Fluorescence Analysis. Fluorescence measurements were performed with a PerkinElmer luminescence LS50B spectrometer at 25°C with excitation and emission wavelengths of 295 and 345 nm (5-nm slit), respectively. After each ligand addition, the mixture was mixed for 3–5 min to allow the system to reach equilibrium. The binding constants were determined by nonlinear least-squares fit of the data to a one-site binding model by using the program grafit 5.0 (23).
Results and Discussion
Thermodynamics of Substrate Binding. The aim of this study was to characterize the binding thermodynamics of xylooligosaccharides and xylans to family 10 xylanases by using ITC. Two xylanases from G. stearothermophilus T-6 were used, a 43,808-Da extracellular xylanase, XT6, and a 38,639-Da intracellular xylanase, IXT6. The 3D structures of both enzymes were recently determined by x-ray crystallography (XT6, PDB ID code 1HIZ (24); IXT6, PDB ID code 1N82). Both proteins are made of a single TIM barrel catalytic domain and share ≈40% sequence identity. For the ITC measurements, we used inactive mutants [XT6(E159Q) and IXT6(E134Q)], lacking the catalytic acid base residues to prevent significant hydrolysis of the substrate during the titration experiments.
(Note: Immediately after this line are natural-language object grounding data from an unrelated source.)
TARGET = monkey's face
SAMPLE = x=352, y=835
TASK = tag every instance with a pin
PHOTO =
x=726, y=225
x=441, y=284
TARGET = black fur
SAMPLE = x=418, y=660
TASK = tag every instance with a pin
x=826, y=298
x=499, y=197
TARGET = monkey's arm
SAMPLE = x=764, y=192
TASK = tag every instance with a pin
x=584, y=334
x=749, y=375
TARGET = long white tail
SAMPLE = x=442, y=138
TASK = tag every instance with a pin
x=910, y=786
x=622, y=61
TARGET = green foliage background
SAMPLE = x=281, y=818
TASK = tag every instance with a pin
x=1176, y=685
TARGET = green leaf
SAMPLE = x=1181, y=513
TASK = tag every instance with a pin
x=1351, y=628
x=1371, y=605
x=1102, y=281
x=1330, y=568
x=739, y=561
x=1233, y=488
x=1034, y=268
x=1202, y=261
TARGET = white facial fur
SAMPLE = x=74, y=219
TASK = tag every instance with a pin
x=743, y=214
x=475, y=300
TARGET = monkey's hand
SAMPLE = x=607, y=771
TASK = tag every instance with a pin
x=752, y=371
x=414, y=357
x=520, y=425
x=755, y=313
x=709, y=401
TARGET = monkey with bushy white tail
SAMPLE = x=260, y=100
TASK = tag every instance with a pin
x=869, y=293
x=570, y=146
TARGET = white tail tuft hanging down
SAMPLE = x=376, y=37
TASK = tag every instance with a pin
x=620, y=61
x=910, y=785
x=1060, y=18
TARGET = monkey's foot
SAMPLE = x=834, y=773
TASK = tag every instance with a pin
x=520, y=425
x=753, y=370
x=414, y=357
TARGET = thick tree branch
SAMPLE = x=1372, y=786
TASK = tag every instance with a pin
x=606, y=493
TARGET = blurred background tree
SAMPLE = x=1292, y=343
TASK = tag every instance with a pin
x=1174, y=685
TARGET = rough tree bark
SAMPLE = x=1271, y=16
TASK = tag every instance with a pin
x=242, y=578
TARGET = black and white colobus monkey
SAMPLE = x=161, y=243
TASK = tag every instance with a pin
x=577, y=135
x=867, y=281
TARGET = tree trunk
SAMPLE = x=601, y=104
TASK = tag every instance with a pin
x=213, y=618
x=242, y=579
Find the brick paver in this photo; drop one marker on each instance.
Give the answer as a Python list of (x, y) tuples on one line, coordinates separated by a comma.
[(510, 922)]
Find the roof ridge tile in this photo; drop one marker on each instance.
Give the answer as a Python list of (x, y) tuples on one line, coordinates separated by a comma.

Table 1 and Table 2 summarize the thermodynamic parameters and the binding constants extracted from the binding isotherms. These parameters are given for both enzymes at a temperature range of 20–50°C. All of the binding interactions were exothermic, and the enthalpy values ranged from –3.2 to –23.7 kcal/mol. For XT6, entropy values were negative and for IXT6, entropy values ranged from TΔSa = –6.2 to +2.7 kcal/mol. All of the titration curves fit very well into a single binding model with a calculated n (stoichiometry) of 1 ± 0.05. For both enzymes, the association constants (Ka) for the different xylosaccharides ranged from ≈104 M–1 for the hydrolytic product X2 to 106 M–1 for the substrates X6 and xylans. These values reflect the different affinities of the substrates and products to the binding site of the enzyme and are well within the range of typical enzyme–substrate binding constants, corresponding to Kd (≈Km in most cases) in the range of 0.4 to 40 μM (1). For XT6, the maximum Ka values were with X6 and xylans, suggesting a binding site of six sugar subsites in this enzyme. For IXT6, similar Ka values were obtained for X5, X6, and xylans suggesting a binding pocket of five subsites. Elongated binding sites are relatively common for glycoside hydrolases, as many of them that act on high-molecular-weight polysaccharides have evolved extended binding pockets that accommodate several sugar units. These binding subsites are labeled, according to convention, from –n to +n, with –n at the nonreducing end and +n at the reducing end, whereas the cleavage occurs between the –1 and +1 subsites (25).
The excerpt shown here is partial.